I develop my plugin primarily in Git My plugin has a React component that must be packaged with the plugin So let’s get started!

Getting your WordPress.org Plugin Published

You’ll need to request WordPress.org hosting for your plugin. You’ll have to make sure your plugin conforms to the requirements listed there and follow the instructions to provide the required information.

Checkout Git and Subversion Trunk Together

I keep my Git repository synced with the trunk directory in SVN. On my computer I have checked out both Git and SVN trunk into the same directory, which helps keep them in sync quite easily. It can be a little tricky to setup initially, but the basic commands to do this are:

git clone [git repo address]
svn checkout [repo]/trunk
svn revert -R .

I do all of my development in Git, with detailed commit messages and so on. Then, when I’m ready to sync SVN with Git, I’ll pull the latest changes from Git (git pull) and check those changes into SVN trunk (svn ci ...).

Git vs SVN Ignored Files

For most plugins, SVN and Git will probably have identical ignores. However, since I have a React app that needs to be web-packed for deployment, my SVN and Git ignores are slight different. In my case, I drop the web-packed React app into the /dist folder of my project. Naturally, since this is “compiled from code”, the folder is ignored in Git. However, I don’t ignore this in SVN, since I want to ship that file to my users.
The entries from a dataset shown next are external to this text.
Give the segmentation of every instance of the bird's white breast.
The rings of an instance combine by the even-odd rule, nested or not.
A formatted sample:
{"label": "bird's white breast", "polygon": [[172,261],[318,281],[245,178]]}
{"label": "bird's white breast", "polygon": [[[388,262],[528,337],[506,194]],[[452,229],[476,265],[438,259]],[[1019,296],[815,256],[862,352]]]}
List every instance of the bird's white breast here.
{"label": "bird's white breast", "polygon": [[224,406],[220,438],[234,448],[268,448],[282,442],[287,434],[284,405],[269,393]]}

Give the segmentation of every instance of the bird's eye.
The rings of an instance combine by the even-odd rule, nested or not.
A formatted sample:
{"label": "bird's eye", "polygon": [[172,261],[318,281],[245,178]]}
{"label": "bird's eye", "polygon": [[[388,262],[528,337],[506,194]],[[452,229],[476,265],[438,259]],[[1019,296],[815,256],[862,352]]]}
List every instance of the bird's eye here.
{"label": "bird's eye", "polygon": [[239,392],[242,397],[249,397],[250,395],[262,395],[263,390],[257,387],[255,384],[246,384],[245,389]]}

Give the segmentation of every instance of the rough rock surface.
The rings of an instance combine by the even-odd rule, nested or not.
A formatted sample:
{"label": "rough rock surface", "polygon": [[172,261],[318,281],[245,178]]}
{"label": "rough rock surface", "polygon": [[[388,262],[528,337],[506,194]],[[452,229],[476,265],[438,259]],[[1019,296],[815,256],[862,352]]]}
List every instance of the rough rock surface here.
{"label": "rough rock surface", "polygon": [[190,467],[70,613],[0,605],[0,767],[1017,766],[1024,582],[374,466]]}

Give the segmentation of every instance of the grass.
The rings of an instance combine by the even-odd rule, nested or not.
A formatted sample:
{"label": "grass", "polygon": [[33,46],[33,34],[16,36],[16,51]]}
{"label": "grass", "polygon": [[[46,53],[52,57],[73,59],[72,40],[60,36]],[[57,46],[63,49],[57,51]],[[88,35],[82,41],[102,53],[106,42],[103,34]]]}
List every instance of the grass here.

Update the Plugin's Documentation

When you have a new version that you want to push to your users, you’ll want to update the documentation as follows:

Update “stable tag” entry and the change log in readme.txt Update to the version number in your plugin’s main php file (Version: x.y.z) Be sure to sync these changes into your SVN trunk folder.

Tag the New Version

The final step to getting your update shipped is to create a new entry in the tags folder. You do this by executing svn copy trunk tags/x.y.z and checking that change in. The version number in the tag must match the version number in your main php file for this to work.

The End

And there you have it! A general outline of how to work in Git while shipping to a WordPress.org SVN repository.